USD/CAD was supported by the combined cluster of the 55-, 100– and 200-hour SMAs early on Monday. This was followed by a rapid upside momentum which was strengthened even further during the BOC Deputy Governor Timothy Lane’s comments about the Canadian economy at 1800GMT. The rate surged considerably in the wake of the remarks—a move which pushed the US Dollar through the upper channel boundary.

Given the fact that the rate has struggled to move above the 1.2309 mark since late Monday, it is likely that the Greenback edges lower, setting the 55– and 100-hour SMAs and the 23.6% Fibo near the 1.2200 mark as a possible downside target.

Meanwhile, the upside is restricted by the monthly S1 and the 50.2% Fibo circa 1.2360.
Comment:

The US Dollar was trading sideways against its Canadian counterpart since late Monday. This sentiment, however, changed mid-today when the rate dashed through the 55-hour SMA and remained slightly above the monthly S2 and the 100-hour SMA.

It is likely that this support is breached, thus paving the way for a more significant cluster set by the 200-hour SMA and the 23.6% Fibo. This might be a turning point that should guide the Greenback towards the 55-hour SMA.

Given that the Federal Market Open Committee is to report on the US economic projections at 1800GMT, the previously-made assumption about the rate’s possible direction could be changed dramatically.
Comment:

USD/CAD was fluctuating in a narrow range between the 55– and 100-hour SMAs for a couple of hours on Wednesday prior to surging 108 pips after the comments made by the FOMC. As a result of this hourly surge, the US Dollar reached a new two-week high and halted near the monthly S1 and the 50.0% Fibonacci retracement.

The rate has since remained between the monthly S1 and the weekly R2, thus forming a minor consolidation phase. The rate might still trade in this range for a couple of hours; however, it should eventually edge lower down to the 55-hour SMA and the 38.2% Fibo at the 1.23 mark.

In case this support fails to halt the Greenback, the next significant support is provided by the weekly R1 and the 100-hour SMA circa 1.2260.
Comment:

Thursday’s trading session introduced no changes in the pair’s direction, as USD/CAD remained between the monthly S1 and the weekly R2 for the whole session. This situation changed today when the Greenback began falling against its Canadian counterpart, dashing through the 55– and 100-hour SMAs along the way until the weekly R1 and the lower channel boundary was reached.

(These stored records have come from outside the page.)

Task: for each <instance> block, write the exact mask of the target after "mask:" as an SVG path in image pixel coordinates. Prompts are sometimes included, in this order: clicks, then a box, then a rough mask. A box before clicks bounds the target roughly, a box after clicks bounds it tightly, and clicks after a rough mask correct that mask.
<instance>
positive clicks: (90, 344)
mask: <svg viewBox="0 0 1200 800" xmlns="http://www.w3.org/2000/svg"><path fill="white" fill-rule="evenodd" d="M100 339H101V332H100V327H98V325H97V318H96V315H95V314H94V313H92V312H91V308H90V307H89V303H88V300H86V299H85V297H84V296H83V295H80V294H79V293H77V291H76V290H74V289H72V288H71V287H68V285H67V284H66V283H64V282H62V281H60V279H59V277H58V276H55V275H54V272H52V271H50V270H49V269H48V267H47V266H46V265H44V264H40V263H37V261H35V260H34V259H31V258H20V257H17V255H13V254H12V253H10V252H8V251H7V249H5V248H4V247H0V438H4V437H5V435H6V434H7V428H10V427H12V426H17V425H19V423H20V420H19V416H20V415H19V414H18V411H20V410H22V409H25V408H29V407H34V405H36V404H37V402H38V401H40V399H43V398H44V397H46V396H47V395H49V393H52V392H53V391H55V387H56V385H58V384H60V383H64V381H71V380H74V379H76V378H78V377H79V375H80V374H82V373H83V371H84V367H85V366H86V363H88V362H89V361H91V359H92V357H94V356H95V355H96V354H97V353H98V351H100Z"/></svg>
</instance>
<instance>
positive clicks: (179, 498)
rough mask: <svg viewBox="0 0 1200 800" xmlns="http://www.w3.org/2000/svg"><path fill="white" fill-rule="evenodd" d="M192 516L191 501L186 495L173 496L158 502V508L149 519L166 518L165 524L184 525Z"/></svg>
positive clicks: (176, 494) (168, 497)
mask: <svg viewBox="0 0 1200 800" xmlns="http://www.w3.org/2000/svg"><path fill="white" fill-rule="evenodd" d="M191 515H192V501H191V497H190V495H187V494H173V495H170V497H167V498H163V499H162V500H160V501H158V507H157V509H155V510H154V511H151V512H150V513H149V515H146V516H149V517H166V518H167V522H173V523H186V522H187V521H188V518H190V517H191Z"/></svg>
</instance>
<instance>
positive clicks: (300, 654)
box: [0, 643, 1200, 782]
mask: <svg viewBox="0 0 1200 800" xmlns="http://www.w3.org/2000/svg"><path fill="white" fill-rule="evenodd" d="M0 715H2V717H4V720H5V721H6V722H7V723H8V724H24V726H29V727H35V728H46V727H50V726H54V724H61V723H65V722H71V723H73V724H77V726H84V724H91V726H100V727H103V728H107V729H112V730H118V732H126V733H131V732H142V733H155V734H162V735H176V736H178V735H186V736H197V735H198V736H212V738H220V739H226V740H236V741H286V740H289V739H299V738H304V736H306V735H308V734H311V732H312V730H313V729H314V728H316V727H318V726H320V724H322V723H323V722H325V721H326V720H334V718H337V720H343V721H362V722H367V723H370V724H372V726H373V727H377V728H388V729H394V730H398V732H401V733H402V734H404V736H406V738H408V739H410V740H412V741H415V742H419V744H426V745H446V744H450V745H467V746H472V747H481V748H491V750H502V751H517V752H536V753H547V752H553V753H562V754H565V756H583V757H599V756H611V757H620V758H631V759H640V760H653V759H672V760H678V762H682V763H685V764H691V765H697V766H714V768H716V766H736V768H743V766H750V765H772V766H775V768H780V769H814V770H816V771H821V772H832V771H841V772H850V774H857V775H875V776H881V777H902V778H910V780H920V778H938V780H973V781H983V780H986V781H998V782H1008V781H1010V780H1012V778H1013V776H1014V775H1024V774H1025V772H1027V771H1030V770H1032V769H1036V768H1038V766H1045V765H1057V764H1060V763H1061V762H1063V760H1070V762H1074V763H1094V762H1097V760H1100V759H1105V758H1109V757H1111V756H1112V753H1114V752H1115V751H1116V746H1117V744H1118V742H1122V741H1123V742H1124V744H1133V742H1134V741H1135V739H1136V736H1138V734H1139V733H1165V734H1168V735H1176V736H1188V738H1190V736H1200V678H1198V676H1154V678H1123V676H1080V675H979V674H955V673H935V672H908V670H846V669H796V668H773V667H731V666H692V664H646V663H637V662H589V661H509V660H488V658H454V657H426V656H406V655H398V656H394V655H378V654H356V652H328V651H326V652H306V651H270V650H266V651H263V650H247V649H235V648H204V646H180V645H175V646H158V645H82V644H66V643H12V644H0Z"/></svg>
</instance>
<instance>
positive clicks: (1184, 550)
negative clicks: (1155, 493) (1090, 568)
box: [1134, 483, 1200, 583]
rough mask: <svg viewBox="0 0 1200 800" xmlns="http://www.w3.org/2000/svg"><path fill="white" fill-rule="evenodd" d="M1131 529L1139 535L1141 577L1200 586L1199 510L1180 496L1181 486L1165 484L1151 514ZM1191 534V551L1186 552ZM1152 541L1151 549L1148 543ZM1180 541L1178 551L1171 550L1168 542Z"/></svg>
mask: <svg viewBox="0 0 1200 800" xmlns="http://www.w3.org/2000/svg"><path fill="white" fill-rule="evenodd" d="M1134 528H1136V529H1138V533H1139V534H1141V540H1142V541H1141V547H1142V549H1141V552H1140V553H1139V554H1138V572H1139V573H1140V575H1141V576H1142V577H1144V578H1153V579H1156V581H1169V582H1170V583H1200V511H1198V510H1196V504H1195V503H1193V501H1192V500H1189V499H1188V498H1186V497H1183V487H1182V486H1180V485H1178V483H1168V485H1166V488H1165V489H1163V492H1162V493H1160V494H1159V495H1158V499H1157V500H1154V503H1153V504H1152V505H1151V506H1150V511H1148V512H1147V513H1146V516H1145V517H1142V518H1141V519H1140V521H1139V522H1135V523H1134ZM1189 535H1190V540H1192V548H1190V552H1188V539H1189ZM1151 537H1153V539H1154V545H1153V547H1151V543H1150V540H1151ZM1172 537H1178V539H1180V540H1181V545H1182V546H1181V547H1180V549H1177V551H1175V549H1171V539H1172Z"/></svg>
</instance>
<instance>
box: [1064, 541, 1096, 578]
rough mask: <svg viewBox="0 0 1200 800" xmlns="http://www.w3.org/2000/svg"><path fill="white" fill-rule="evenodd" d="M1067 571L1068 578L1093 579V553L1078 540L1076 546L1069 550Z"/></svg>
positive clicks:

Weak data on Canadian CPI and Core Retail Sales mid-session sent the pair for an hourly surge up to the 1.2320 mark. The prevalence of the bullish sentiment in the upcoming hours could confirm the beginning of a new wave up.

The monthly S1 and the 50.0% Fibo near 1.2360 is expected to be the upside limit for the following 24 hours, while the bottom barrier might be set by the 200-hour SMA at 1.2234.
Comment:

Following a massive surge during the second half of Friday’s trading session, the US Dollar halted unexpectedly near the 1.2348 mark—a level slightly below the monthly S1 and the 50.0% Fibonacci retracement. Subsequently, the rate has traded sideways, being supported by the 55-hour SMA.

It is likely that the given movement is only a minor consolidation period that will be breached in the upcoming hours. The current support area is likewise reinforced by the 100-hour SMA and the weekly PP. In case the 55-hour is breached, the subsequent levels could provide an unbreakable barrier.

If a surge is to occur, gains could be capped near the weekly R1 and the 50.0% Fibo at 1.2420. Conversely, the most probable downside target is the 200-hour SMA. Such plunge, however, is unlikely.
Comment:

The Greenback continues to appreciate against the Canadian Dollar in a slight upside movement. The rate found support at the 55-hour SMAs and afterwards at the 50.0% Fibonacci retracement, demonstrating that there are no obstacles restricting it up to the weekly R1 and the 50.0% Fibo near 1.2420.

A failure to test the upper channel boundary could signal to a possible change in sentiment. In case the US Dollar reverses at the aforementioned resistance cluster, it might enter a short-term consolidation period, thus ranging between the weekly R1 and the monthly S1. The latter is located near the 55– and 100-hour SMAs that will require substantial force to let the pair through these moving averages.